Through A Glass Onion: Cast members visit The Beatles Story

‘Lennon: Through A Glass Onion’ opens at the Epstein Theatre on Monday 18 April. It features Liverpool actor Daniel Taylor in the lead role, joined by accompanist Stewart D’Arrietta.

Whilst taking a break from rehearsals the two cast members visited The Beatles Story’s main exhibition.

Stewart: The show takes you on a journey. Most shows you see today about The Beatles are about the band and as such you don’t really get details about the individuals within the group. We take a journey inside the man and that’s why it’s called ‘Through a Glass Onion’. You peel away the layers to discover the true insides of the man.

We show what motivated him, all his flaws, the problems he had as a kid growing up. Also his problem in the sense of having a Japanese girlfriend that the British didn’t like, the Americans didn’t like, or the Australians for that matter.

Daniel: He was feisty too, that’s a good word to describe him.


The show features 31 iconic hits of Lennon and his collaborations with McCartney including Imagine, Strawberry Fields Forever, Revolution, Woman, Lucy in the Sky with Diamonds, Working Class Hero, and Jealous Guy.

D: In terms of having a favourite song to perform I can’t really see beyond 'Imagine'. It’s a lot more than a song, I think it’s a mantra isn’t it? I am also enjoying playing ‘Glass Onion’ at the moment.

S: He’s rocking it really well.

D: I do enjoy that one.

S: My feeling about the best song changes with what’s going on around me, and at present with all the stuff going on in the world I’ve got to say that ‘Revolution’ is the one that really cuts it for me.

D: In fact, that’s the first thing that happens when I get to rehearsals, he’s like “can we do Revolution?”. I think it’s because I came in and increased the tempo.

S: There’s two versions of Revolution you see and the show we do with John Waters uses the second version which is the slower version, but Danny said let’s do the fast version. It’s faster of course but it has a lower kind of groove to it too.


Written by John Waters and produced by Harley Medcalf, the show is part-concert, part-biography and celebrates the genius, music and phenomenon of John Lennon. It's even been officially endorsed by John's wife, Yoko Ono.

S: I didn’t write the show, my partner in crime John Waters wrote the monologue and having said that there have been major edits throughout its life. He’s the guy that researched it, sat down for days and wrote it. It’s also grown a lot since then.

It’s the story from when the bullet leaves the gun to when it hits him in the chest. The last moments of a dying man and his life flashing before his eyes. It’s quite a dramatic piece. By the time we get into Imagine it’s really emotional.

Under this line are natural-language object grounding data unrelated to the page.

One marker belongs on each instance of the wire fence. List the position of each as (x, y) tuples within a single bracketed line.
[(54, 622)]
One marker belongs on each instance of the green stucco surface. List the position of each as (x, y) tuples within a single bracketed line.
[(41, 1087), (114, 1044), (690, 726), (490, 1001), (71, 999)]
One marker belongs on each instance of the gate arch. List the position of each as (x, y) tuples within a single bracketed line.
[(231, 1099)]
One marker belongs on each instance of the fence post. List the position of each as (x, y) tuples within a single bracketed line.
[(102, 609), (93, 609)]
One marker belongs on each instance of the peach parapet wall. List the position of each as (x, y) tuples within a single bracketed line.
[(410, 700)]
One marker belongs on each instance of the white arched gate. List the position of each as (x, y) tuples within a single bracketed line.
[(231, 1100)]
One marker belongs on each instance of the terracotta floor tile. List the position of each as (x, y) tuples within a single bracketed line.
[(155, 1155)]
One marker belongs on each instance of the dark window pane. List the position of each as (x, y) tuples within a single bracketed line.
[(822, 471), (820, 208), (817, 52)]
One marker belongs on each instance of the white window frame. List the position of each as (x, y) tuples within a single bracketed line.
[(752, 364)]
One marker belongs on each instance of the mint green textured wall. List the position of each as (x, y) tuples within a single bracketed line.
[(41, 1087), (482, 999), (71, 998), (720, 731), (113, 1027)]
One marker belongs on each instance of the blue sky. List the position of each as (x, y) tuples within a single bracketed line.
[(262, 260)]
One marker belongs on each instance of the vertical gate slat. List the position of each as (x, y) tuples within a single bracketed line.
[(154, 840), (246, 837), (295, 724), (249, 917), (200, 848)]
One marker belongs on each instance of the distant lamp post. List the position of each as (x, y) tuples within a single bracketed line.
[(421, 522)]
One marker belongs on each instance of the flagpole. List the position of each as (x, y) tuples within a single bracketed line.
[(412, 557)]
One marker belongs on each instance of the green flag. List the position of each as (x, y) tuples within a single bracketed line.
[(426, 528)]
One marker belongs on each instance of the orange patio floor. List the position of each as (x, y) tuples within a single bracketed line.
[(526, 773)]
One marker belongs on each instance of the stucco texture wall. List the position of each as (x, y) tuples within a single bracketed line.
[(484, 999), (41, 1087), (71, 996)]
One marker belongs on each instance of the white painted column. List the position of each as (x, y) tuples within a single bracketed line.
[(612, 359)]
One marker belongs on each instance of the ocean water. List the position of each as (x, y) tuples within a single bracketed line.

The show now opens in its spiritual home of Liverpool for a special two week run. The people of Liverpool are invited to come and hear about John’s life from a brand new perspective.

S: Everyone in Liverpool already knows a lot about John Lennon but I don’t think it will be a tough crowd. People here have a sense of humour and that’s an extraordinary thing. I think this is going to be a great audience, we’ll have a ball.


S: Everywhere you go in this town there’s some Beatles. I mean you walk down the street and you’re hearing a Beatles song, it’s like everywhere. It’s like air! It’s not a bad thing and everyone you meet in the pub has a story.

D: My mum and dad used to knock around with The Beatles and were good mates with Pete Best, they used to come down to West Derby Village. They played at my Auntie’s 21st and were kicked off stage by my nanna! That’s a true story.

It’s my job as an actor not to simply impersonate him but to stand in his shoes a little bit. I’ve definitely got the nose though! And the accent! Then I put the glasses on and he’s in the room! I want to bring the fun to John because he was one of the lads. He had quite a streak in him and it’s important to get the fun of it so we can get the emotional stuff later.

I come from a very musical family and there was always music playing. Personally, my era was Paul Weller, The Clash, The La’s and that kind of thing. You don’t really hear of political pop stars anymore do you.

S: There’s still a lot of talent in Liverpool, the people here love their music.


Whilst visiting The Beatles Story the cast members paid particular attention to the John Lennon memorabilia including his orange spectacles, the last piano he ever played and photographs of the New York years by Bob Gruen.

D: It’s great, I came here as a kid with school. I loved it! I grew up in Liverpool, West Derby. It’s mind blowing. You need a full afternoon here.

S: It’s really moving actually, I think the exhibition is great. When you’ve been involved with this project for so long it’s really moving. This guy was assassinated, he really was a political figure. What you say up there “activist, poet, icon, hero”, you know that’s very poignant. He was all those things.